Objective: This review aims to evaluate the underlying reporting patterns and structure of openly accessible PPG datasets. We will provide insight into the measured biosignals and demographic variables included in the datasets in the hope of shedding light on what PPG data parameters are being used to develop medical devices. Therefore, we can elucidate current gaps and areas for improvement to reduce bias in medical device development.
Methods: This review will be reported in accordance with the standard PRISMA (Preferred Reporting Items for Systematic Reviews and Meta-Analyses) guidelines. We will include primary studies that mention PPG and specifically reference openly accessible datasets since 2000. The datasets must contain physiological parameters such as heart rate, blood pressure, or respiratory rate, as well as the PPG waveform data, collected from humans. Searches will be conducted in literature databases and data repositories, including MedLine OVID, IEEE Xplore, Scopus, and PhysioNet. Studies will be evaluated in accordance with the Standing Together Initiative recommendations, which are urging for health care technologies supported by representative data. Biosignal and demographic variables will be extracted from the PPG datasets, with steps taken to harmonize and store this information. Statistical analysis will be performed, including descriptive statistics and the chi-square test for comparisons. Additional statistical analyses will be performed after data extraction is completed and the level of heterogeneity is characterized.

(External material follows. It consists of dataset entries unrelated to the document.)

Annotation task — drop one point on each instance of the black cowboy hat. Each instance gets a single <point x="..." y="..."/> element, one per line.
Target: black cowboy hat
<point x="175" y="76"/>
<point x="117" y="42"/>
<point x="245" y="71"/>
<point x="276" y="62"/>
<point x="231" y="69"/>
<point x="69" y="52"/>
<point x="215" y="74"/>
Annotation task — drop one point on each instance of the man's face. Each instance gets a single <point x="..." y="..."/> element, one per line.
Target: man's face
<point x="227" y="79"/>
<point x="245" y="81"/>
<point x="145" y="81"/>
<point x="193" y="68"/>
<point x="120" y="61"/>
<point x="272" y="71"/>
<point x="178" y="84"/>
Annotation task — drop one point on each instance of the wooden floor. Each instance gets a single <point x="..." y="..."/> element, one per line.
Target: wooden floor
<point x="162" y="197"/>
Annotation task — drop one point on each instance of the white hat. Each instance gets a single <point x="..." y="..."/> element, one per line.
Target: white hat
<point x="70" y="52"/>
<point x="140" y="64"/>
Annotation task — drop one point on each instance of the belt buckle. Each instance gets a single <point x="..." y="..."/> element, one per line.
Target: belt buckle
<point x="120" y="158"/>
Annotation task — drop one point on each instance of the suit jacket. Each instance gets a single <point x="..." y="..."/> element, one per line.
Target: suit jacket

Results: We will analyze the dataset diversity and the structural basis of PPG datasets. This includes statistically analyzing the demographic and biosignal variables in the datasets. By using statistical test fit for nominal variable comparisons, we will evaluate the frequencies of characteristics like the devices used, biosignals collected, clinical parameters, demographic characteristics, and geographic information. This systematic review is expected to be completed by September 2025. The screening and review of the articles is currently being conducted.
Conclusions: This review will provide insight into the potential gaps of existing open access PPG datasets. It will inform future data collection and design of openly available PPG datasets for training medical devices, including wearables, to avoid perpetuating biases, allowing for application in diverse clinical settings.